Pagamento del compenso nel caso di professionista cessato o deceduto: le indicazioni dell’Agenzia delle Entrate
Agenzia delle Entrate, con la circolare del 16 febbraio 2007, n. 11/E
Pagamento del compenso nel caso di professionista cessato o deceduto: le indicazioni dell’Agenzia delle Entrate
a cura di Vincenzo Cuzzola
06 Maggio 2025
In linea generale, la cessazione dell'attività professionale, con conseguente estinzione della partita IVA, non può prescindere dalla conclusione di tutti gli adempimenti conseguenti alle operazioni attive e passive effettuate. Pertanto, il professionista che non svolge più l'attività professionale non può estinguere la partita IVA in presenza di corrispettivi per prestazioni rese in tale ambito ancora da fatturare nei confronti dei propri clienti.
A tal proposito, l'Agenzia delle Entrate, con la circolare del 16 febbraio 2007, n. 11/E, al punto 7.1, ha chiarito che “l'attività del professionista non si può considerare cessata fino all'esaurimento di tutte le operazioni, ulteriori rispetto all'interruzione delle prestazioni professionali, dirette alla definizione dei rapporti giuridici pendenti, ed, in particolare, di quelli aventi ad oggetto crediti strettamente connessi alla fase di svolgimento dell'attività professionale”.
Con la risoluzione del 20 agosto 2009, n. 232/E, è stato, inoltre, precisato che, “la cessazione dell'attività per il professionista non coincide [...] con il momento in cui egli si astiene dal porre in essere le prestazioni professionali, bensì con quello, successivo, in cui chiude i rapporti professionali, fatturando tutte le prestazioni svolte e dismettendo i beni strumentali.
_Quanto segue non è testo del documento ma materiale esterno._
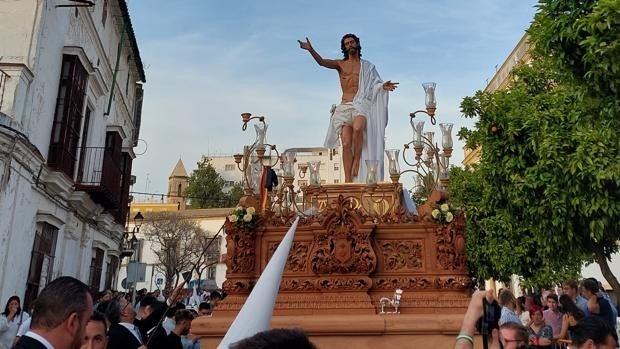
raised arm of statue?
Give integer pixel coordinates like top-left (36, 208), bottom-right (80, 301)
top-left (297, 37), bottom-right (340, 69)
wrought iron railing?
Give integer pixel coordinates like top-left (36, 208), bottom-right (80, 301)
top-left (75, 147), bottom-right (122, 208)
top-left (0, 69), bottom-right (11, 111)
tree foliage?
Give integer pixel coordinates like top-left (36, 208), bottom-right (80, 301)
top-left (451, 0), bottom-right (620, 289)
top-left (185, 157), bottom-right (243, 208)
top-left (143, 212), bottom-right (204, 288)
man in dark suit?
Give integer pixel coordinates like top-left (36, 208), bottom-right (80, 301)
top-left (13, 276), bottom-right (93, 349)
top-left (105, 298), bottom-right (146, 349)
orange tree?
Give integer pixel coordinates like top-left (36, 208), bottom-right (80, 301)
top-left (451, 0), bottom-right (620, 299)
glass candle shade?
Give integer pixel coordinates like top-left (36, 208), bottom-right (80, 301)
top-left (366, 160), bottom-right (379, 185)
top-left (385, 149), bottom-right (400, 176)
top-left (308, 161), bottom-right (321, 186)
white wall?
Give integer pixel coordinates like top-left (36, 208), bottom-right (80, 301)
top-left (0, 0), bottom-right (139, 302)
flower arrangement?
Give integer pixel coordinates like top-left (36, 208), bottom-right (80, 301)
top-left (228, 206), bottom-right (258, 229)
top-left (431, 202), bottom-right (455, 224)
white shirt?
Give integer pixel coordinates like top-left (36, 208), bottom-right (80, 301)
top-left (0, 311), bottom-right (30, 348)
top-left (161, 316), bottom-right (177, 334)
top-left (118, 322), bottom-right (144, 344)
top-left (17, 317), bottom-right (32, 337)
top-left (24, 331), bottom-right (55, 349)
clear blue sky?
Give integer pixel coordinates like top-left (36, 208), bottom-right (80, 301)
top-left (129, 0), bottom-right (536, 193)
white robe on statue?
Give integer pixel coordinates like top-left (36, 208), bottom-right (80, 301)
top-left (325, 59), bottom-right (389, 183)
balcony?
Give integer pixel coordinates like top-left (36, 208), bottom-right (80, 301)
top-left (75, 147), bottom-right (123, 210)
top-left (0, 69), bottom-right (11, 111)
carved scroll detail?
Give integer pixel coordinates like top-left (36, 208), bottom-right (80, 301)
top-left (435, 214), bottom-right (467, 271)
top-left (381, 239), bottom-right (424, 271)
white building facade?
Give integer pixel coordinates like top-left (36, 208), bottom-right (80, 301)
top-left (0, 0), bottom-right (145, 307)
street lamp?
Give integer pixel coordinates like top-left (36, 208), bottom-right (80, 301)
top-left (121, 211), bottom-right (144, 259)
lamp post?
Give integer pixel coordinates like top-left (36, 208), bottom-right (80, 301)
top-left (386, 82), bottom-right (453, 197)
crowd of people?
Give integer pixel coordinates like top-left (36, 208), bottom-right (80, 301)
top-left (455, 278), bottom-right (618, 349)
top-left (0, 276), bottom-right (618, 349)
top-left (0, 276), bottom-right (226, 349)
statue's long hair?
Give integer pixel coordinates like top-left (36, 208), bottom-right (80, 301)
top-left (340, 34), bottom-right (362, 60)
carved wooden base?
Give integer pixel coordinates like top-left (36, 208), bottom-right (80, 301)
top-left (223, 183), bottom-right (471, 316)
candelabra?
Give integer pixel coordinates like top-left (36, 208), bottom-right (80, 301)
top-left (385, 82), bottom-right (453, 198)
top-left (379, 288), bottom-right (403, 314)
top-left (273, 150), bottom-right (325, 216)
top-left (233, 113), bottom-right (280, 208)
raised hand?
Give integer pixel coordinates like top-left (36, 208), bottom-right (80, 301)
top-left (297, 37), bottom-right (312, 51)
top-left (383, 80), bottom-right (398, 91)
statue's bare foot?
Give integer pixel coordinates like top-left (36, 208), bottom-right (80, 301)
top-left (351, 158), bottom-right (360, 177)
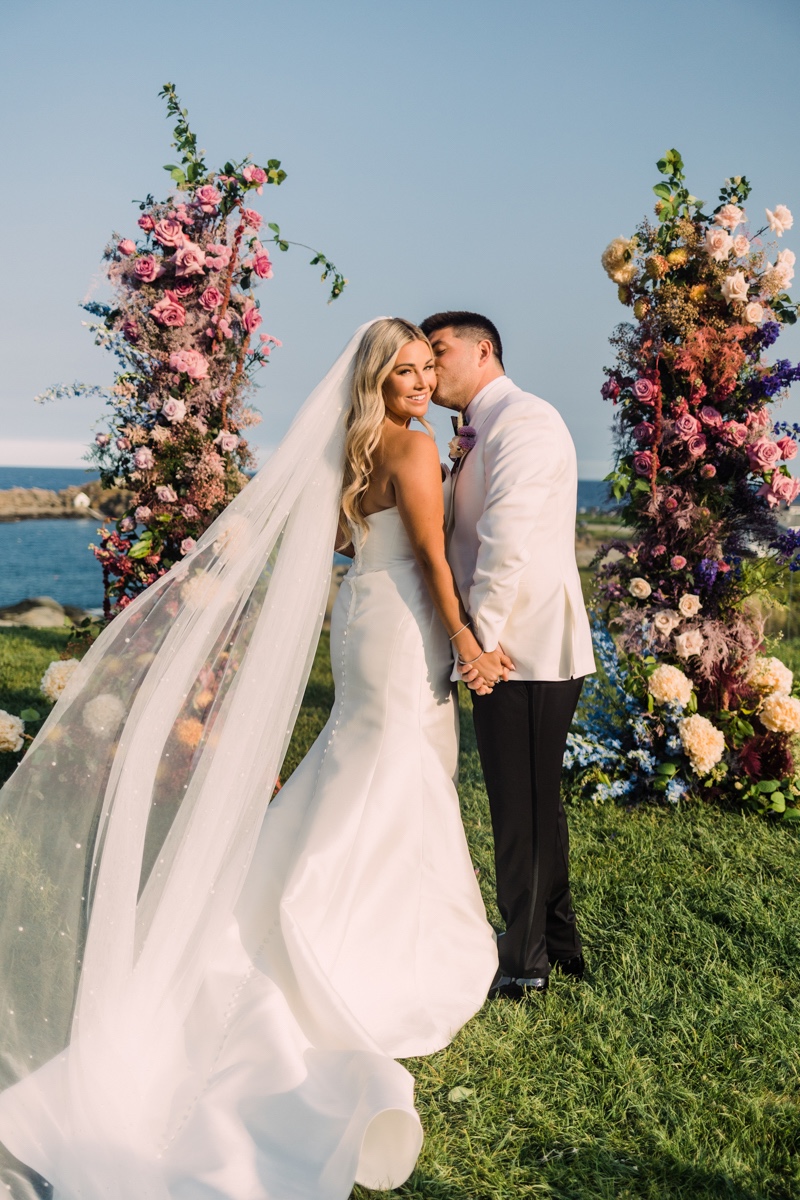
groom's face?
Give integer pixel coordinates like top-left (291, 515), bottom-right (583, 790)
top-left (431, 326), bottom-right (481, 413)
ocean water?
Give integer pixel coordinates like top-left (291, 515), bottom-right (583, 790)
top-left (0, 467), bottom-right (608, 608)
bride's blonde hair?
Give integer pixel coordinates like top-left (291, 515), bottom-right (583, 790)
top-left (342, 317), bottom-right (434, 535)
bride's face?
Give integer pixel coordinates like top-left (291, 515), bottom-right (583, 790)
top-left (384, 342), bottom-right (437, 425)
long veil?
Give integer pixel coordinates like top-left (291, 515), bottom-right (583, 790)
top-left (0, 316), bottom-right (379, 1200)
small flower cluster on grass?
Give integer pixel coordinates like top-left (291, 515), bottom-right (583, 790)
top-left (570, 150), bottom-right (800, 817)
top-left (40, 84), bottom-right (347, 617)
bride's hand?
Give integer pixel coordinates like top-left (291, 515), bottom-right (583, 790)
top-left (458, 646), bottom-right (516, 696)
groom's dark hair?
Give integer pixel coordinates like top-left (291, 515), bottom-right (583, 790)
top-left (420, 312), bottom-right (503, 366)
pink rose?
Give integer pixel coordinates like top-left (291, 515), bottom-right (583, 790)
top-left (161, 396), bottom-right (186, 425)
top-left (747, 438), bottom-right (781, 472)
top-left (169, 350), bottom-right (209, 379)
top-left (253, 250), bottom-right (272, 280)
top-left (194, 184), bottom-right (222, 212)
top-left (213, 430), bottom-right (239, 454)
top-left (150, 296), bottom-right (186, 328)
top-left (770, 470), bottom-right (800, 504)
top-left (154, 217), bottom-right (186, 246)
top-left (133, 254), bottom-right (163, 283)
top-left (173, 241), bottom-right (205, 275)
top-left (722, 421), bottom-right (750, 446)
top-left (200, 288), bottom-right (224, 312)
top-left (675, 413), bottom-right (700, 442)
top-left (745, 408), bottom-right (772, 430)
top-left (242, 305), bottom-right (263, 334)
top-left (633, 450), bottom-right (652, 475)
top-left (700, 404), bottom-right (722, 430)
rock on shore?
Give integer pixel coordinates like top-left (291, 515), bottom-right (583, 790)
top-left (0, 596), bottom-right (89, 629)
top-left (0, 479), bottom-right (132, 521)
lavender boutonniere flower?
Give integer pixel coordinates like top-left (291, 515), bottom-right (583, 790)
top-left (447, 425), bottom-right (477, 462)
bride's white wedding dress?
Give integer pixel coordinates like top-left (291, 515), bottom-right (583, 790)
top-left (0, 492), bottom-right (497, 1200)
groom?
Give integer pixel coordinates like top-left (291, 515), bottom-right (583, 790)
top-left (421, 312), bottom-right (595, 997)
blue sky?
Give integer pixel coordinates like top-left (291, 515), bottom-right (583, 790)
top-left (0, 0), bottom-right (800, 478)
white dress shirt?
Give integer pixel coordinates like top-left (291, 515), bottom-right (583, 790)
top-left (447, 376), bottom-right (595, 679)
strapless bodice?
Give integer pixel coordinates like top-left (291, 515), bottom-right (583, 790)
top-left (353, 508), bottom-right (415, 575)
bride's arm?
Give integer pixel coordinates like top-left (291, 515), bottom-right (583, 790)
top-left (391, 431), bottom-right (507, 679)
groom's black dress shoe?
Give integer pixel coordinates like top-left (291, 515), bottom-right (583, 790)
top-left (552, 954), bottom-right (587, 979)
top-left (488, 971), bottom-right (548, 1000)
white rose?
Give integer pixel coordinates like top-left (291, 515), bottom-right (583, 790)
top-left (747, 655), bottom-right (794, 696)
top-left (652, 608), bottom-right (680, 637)
top-left (648, 662), bottom-right (692, 708)
top-left (675, 629), bottom-right (705, 659)
top-left (764, 204), bottom-right (794, 238)
top-left (83, 691), bottom-right (125, 737)
top-left (722, 271), bottom-right (747, 304)
top-left (161, 396), bottom-right (186, 424)
top-left (38, 659), bottom-right (79, 703)
top-left (0, 708), bottom-right (25, 754)
top-left (714, 204), bottom-right (745, 229)
top-left (705, 226), bottom-right (733, 263)
top-left (678, 592), bottom-right (703, 617)
top-left (758, 691), bottom-right (800, 733)
top-left (628, 576), bottom-right (652, 600)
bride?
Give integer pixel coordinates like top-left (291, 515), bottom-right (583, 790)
top-left (0, 318), bottom-right (507, 1200)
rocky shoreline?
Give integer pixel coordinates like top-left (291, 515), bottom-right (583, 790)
top-left (0, 479), bottom-right (131, 521)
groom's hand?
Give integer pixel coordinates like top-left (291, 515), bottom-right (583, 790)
top-left (458, 646), bottom-right (516, 695)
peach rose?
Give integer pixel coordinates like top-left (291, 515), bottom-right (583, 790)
top-left (722, 271), bottom-right (747, 304)
top-left (705, 227), bottom-right (733, 263)
top-left (714, 204), bottom-right (745, 230)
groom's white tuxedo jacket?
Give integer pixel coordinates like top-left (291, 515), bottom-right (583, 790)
top-left (447, 376), bottom-right (595, 679)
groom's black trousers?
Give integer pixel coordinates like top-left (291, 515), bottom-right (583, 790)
top-left (473, 678), bottom-right (583, 979)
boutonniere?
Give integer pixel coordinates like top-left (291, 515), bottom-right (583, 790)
top-left (447, 425), bottom-right (477, 462)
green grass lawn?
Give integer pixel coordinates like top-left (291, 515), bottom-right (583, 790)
top-left (0, 630), bottom-right (800, 1200)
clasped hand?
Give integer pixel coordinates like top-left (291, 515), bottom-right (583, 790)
top-left (458, 646), bottom-right (516, 696)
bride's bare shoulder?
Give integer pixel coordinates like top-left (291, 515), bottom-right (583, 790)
top-left (389, 430), bottom-right (441, 479)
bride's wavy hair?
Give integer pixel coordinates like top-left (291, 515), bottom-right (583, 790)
top-left (342, 317), bottom-right (435, 536)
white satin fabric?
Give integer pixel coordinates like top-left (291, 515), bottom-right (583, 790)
top-left (1, 499), bottom-right (497, 1200)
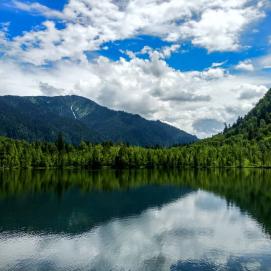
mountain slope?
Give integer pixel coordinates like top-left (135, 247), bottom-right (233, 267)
top-left (224, 89), bottom-right (271, 141)
top-left (0, 96), bottom-right (197, 146)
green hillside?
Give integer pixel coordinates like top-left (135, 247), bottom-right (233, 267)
top-left (0, 96), bottom-right (197, 146)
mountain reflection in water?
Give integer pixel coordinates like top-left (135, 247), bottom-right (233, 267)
top-left (0, 170), bottom-right (271, 271)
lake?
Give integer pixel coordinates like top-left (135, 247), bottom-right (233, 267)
top-left (0, 169), bottom-right (271, 271)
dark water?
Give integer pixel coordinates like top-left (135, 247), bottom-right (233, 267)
top-left (0, 170), bottom-right (271, 271)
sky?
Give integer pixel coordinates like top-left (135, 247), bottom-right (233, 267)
top-left (0, 0), bottom-right (271, 138)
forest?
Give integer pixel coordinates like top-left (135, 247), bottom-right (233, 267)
top-left (0, 90), bottom-right (271, 169)
top-left (0, 135), bottom-right (271, 169)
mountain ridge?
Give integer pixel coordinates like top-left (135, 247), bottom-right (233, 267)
top-left (0, 95), bottom-right (197, 146)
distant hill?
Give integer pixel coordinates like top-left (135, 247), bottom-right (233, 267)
top-left (223, 89), bottom-right (271, 141)
top-left (0, 95), bottom-right (197, 146)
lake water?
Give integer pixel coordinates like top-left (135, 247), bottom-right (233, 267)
top-left (0, 170), bottom-right (271, 271)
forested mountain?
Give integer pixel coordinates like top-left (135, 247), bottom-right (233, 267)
top-left (0, 96), bottom-right (197, 146)
top-left (0, 90), bottom-right (271, 168)
top-left (224, 89), bottom-right (271, 141)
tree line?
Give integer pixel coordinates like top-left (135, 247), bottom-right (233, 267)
top-left (0, 131), bottom-right (271, 169)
Fino al momento in cui il professionista, che non intenda anticipare la fatturazione rispetto al momento di incasso del corrispettivo, non realizza la riscossione dei crediti, la cui esazione sia ritenuta ragionevolmente possibile (perché, ad esempio, non è decorso il termine di prescrizione di cui all'art. 2956, comma 1, n. 2 del Codice civile) l'attività professionale non può ritenersi cessata”.
Tale posizione è conforme a quanto affermato dalle Sezioni Unite della Corte di Cassazione nella sent. n. 8059 del 21 aprile 2016, secondo cui “il compenso di prestazione professionale è imponibile ai fini IVA, anche se percepito successivamente alla cessazione dell'attività, nel cui ambito la prestazione è stata effettuata, ed alla relativa formalizzazione”; e questo perché “[...] il fatto generatore del tributo IVA e, dunque, l'insorgenza della correlativa imponibilità vanno identificati [...] con la materiale esecuzione della prestazione, giacché, in doverosa aderenza alla disciplina Europea, la previsione di cui al D.P.R. n. 633 del 1972, articolo 6, comma 3, va intesa nel senso che, con il conseguimento del compenso, coincide, non l'evento generatore del tributo, bensì, per esigenze di semplificazione funzionali alla riscossione, solo la sua condizione di esigibilità ed estremo limite temporale per l'adempimento dell'obbligo di fatturazione”.
Inoltre, ai sensi dell'art. 6, comma 3, del decreto IVA (DPR n. 633/1972), ove non sia stata emessa anticipatamente fattura, “le prestazioni di servizi si considerano effettuate all'atto del pagamento del corrispettivo”, mentre, ex art. 21, comma 4, del medesimo decreto, “la fattura è emessa entro dodici giorni dall'effettuazione dell'operazione determinata ai sensi dell'articolo 6 (...)”.
Ciò detto, con riguardo agli obblighi fiscali sorti dopo il decesso del professionista, l'art. 35 bis del decreto IVA dispone che “gli obblighi derivanti, a norma del presente decreto, dalle operazioni effettuate dal contribuente deceduto possono essere adempiuti dagli eredi, ancorché i relativi termini siano scaduti non oltre quattro mesi prima della data della morte del contribuente, entro i sei mesi da tale data. Resta ferma la disciplina stabilita dal presente decreto per le operazioni effettuate, anche ai fini della liquidazione dell'azienda, dagli eredi dell'imprenditore”.